Meu primeiro contato com
outra língua foi na 5ª série, quando aprendi um pouco de francês na escola onde
estudava. Não tive muitas chances de praticar, pois, no ano seguinte, fui
transferido para uma escola onde ensinavam o inglês, língua que estudei até
completar o ensino médio. Sentia-me envergonhado perante os colegas de classe
por estar um ano atrasado em relação à matéria, apesar de meus colegas não se
importarem com nada do que aprendiam.
Tive apenas duas professoras
durante estes seis anos de estudo. Ambas eram ótimas pessoas, embora não
tivessem muita competência para ensinar. Lembro-me de poucas aulas que
utilizaram músicas e frases de filmes americanos. Na maioria das vezes, seguiam
à risca as matérias presentes nos (fracos) livros escolares que utilizávamos.

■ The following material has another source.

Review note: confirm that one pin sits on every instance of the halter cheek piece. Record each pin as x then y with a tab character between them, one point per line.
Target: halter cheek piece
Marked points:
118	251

Além disso, à medida que aprimorava meus conhecimentos de inglês, percebia que
elas não tinham muita experiência prática com a língua (principalmente a
professora que deu aulas no segundo grau que, frequentemente, errava a
pronuncia das palavras).
Os jogos eletrônicos foram o principal fator que influenciaram meu interesse pela língua inglesa. Tenho o costume de
jogar desde pequeno. À medida que os jogos foram evoluindo, minha prática e
pesquisa na língua evoluíram também. No começo, eles contavam histórias
utilizando apenas textos nas caixas de diálogo. Isso me forçava a jogar com um
dicionário no colo, uma vez que tinha interesse em entender a trama. Após
alguns anos, os jogos começaram a empregar vozes na narrativa (Essencial nos
dias de hoje), me ajudando a associar as palavras a suas respectivas
pronúncias. Escutava também músicas estrangeiras, mas os principais
responsáveis pelo conhecimento que tenho são os jogos. Cito a professora Marise
Myrrha que, durante uma aula, contou um caso sobre seus filhos, e como um deles
que nunca tinha feito cursinho, tinha mais conhecimento que o outro que
estudava em um curso particular, apenas por ter um contato maior com jogos.